世の中にはTwitterというものが流行っているそうである。既に,あちこちで話題になっている。今更の感もあるが,「温故知新」。まな板にのせてみよう。

 チャット化したブログによるSNS(Social Network Service)という感じだろうか。なんだチャット,なんだSNS。いやー,情報技術は分かりにくい。技術の変化が激しい上に,仲間内言葉が排他的である。

 ここでは,もう一つ4字熟語に登場願おう。「不易流行」である。「不易,変わらぬもの。流行,変わるもの」である。Twitter,話題になるのだから,何か新しい面はあるだろう。それが流行。もっとも,話題にする人間自体は何千年も何万年も前から変わらない。数千年前の古事記も源氏物語も今の人の共感をさそう。それが不易。この両面が分からなければ本性を掴んだとはいえない。それで,Twitter。無事に料理できたら拍手喝さい。

 さて,Twitterは140字以内のつぶやき(twit)。それにフォロワーと呼ばれる方々がつぶやきを重ねていくシステムである。インターネット技術であるので,パソコン,携帯電話などを使って何時でも,何処でも,つぶやくことも,つぶやきをフォローすることも可能である。いいねー。世の中には,一人でしゃべくり倒す人がいる。人の話を聞かない輩が沢山いる。140字ごとに,つぶやき手が変わる.これが特徴である。

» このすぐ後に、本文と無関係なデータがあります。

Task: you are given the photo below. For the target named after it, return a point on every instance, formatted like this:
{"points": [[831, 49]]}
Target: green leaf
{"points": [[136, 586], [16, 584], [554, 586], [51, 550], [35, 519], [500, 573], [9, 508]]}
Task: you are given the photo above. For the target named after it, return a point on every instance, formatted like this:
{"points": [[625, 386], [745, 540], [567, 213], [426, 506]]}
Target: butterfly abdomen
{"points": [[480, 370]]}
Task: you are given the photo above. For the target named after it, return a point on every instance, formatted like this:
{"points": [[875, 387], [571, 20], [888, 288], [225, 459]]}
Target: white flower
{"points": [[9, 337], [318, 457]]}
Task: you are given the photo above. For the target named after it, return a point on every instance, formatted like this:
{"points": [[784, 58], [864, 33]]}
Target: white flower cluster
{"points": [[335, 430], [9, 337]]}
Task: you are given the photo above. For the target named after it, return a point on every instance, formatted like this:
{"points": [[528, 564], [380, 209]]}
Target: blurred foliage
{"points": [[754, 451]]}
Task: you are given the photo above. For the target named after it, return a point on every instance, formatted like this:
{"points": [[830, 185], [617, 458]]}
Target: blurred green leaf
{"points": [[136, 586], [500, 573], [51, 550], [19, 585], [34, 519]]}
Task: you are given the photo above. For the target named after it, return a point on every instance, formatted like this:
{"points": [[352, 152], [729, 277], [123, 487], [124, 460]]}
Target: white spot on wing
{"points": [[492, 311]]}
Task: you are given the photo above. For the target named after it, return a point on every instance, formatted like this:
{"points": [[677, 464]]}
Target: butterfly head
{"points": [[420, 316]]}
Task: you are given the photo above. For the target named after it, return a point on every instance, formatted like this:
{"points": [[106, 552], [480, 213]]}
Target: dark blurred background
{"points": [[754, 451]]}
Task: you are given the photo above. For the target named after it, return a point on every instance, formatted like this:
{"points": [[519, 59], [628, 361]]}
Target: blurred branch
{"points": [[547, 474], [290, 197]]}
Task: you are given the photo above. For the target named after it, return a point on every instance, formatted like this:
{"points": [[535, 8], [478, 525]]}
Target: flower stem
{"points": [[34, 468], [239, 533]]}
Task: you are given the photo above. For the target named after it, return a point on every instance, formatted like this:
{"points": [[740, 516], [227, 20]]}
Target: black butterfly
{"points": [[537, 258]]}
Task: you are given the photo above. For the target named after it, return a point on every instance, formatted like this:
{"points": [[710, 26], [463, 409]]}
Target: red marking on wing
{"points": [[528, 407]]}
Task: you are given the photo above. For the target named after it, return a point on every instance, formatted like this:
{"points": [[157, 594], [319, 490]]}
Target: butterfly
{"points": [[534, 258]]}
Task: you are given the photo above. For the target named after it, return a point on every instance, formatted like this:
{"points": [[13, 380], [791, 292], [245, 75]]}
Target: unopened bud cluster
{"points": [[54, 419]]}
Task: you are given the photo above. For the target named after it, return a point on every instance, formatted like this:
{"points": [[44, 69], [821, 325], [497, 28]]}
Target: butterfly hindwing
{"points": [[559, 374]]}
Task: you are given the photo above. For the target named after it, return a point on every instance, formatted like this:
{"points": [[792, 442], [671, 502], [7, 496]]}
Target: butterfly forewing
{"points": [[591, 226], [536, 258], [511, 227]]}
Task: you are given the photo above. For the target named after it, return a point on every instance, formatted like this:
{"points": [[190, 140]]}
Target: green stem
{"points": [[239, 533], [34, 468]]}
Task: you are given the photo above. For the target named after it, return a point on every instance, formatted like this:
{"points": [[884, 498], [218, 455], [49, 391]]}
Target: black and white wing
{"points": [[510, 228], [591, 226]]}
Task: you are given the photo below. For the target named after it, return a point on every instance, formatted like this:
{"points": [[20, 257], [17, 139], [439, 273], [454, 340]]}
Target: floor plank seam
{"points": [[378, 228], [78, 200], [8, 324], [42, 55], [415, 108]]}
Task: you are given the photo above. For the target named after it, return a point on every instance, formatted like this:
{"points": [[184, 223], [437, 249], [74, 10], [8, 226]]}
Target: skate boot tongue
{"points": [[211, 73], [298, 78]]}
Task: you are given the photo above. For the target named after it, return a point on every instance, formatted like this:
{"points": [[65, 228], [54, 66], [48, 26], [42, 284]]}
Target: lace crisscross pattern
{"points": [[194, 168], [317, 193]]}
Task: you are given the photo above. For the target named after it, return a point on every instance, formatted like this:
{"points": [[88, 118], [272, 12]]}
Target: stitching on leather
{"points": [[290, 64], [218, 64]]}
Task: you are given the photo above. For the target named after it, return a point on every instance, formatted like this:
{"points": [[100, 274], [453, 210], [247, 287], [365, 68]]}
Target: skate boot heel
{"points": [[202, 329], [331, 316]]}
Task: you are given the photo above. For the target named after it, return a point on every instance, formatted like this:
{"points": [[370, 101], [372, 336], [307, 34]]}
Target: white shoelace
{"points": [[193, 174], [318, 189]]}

 論文指導は大学教員の大事な仕事。まともに文章を書く教育を受けてきていない大学4年生に卒論を書かせることは容易ではない。私の指導は簡潔である。「一文,100字以内。読点は一つ」。この文章も,これを原則としている。句点,すなわち「。」までは100字。これが人間の限界である。これ以上はバッファーオーバーフロー。論理を追えず,聞き流すことになる。読点「,」が一つとは,一文に主文が一つ,副文が一つという意味。すなわち,「AならばB」より複雑な文章を書くなということ。これは,述語論理の枠組みで論を重ねろということを示している。

 140字以内のTwitter,これは一文以上は書くなという制約である。それでは温故知新。これに似た形態を過去に求めれば,それは連歌。「五,七,五」の上の句と「七,七」の下の句を交互につなげていくものである。ここでは,つぶやきは最大17字。Twitterは,まだ甘い。もっとも,上の句だけを独立した作品にした松尾芭蕉はえらい。17文字に世界を込めた。

 情景や感情を短い文に凝縮して連鎖させていく連歌は,それなりの技量が不可欠である。しかし,Twitterは140字。素人でもOK。これが「流行」。新しい世界である。しかも,名人二人の読み合いではない。数万人のフォロワーが観戦するだけでなく,参戦可能。一つのリングから無数のリングが派生していく連歌会場である。これは新しい。もちろん,情報技術の成果である。

 そもそも,社会は人と人のつながりでなっている。これは「不易」。学生は物事を覚えるが,社会人は「知っている人を知っている」ことが重要である。つまり,一階述語論理から二階への飛躍。だから,昔のブローカーは人的なネットワークで商売ができた。大学教員も例外ではない。米国や欧州の先生を知っているだけで商売ができた。しかし,インターネットは状況を変えた。誰でもがWebから情報を仕入れることができ,メアドさえ手に入れれば誰にでもアクセスできる。これは「流行」。

 今や紹介は不要。昔のブローカーは商売にならない。しかし,「不易」を見つめれば新しいビジネスモデルを構築できる。その一つがTwitterである。沢山のtwitはフォロワーにより淘汰される。誰でも参入できるから母数は多い。玉石混合の無秩序連歌会場。会場をガイドする人も必要。そして,何より貴重なのは,沈黙の金がtwitし始めたこと。しょせん,雄弁は銀。さあ,高々「銀」のコラムを離れて,「つぶやき」の会場で金を拾え。もっとも,見渡す限り石だらけの会場。お守りは「不易流行」。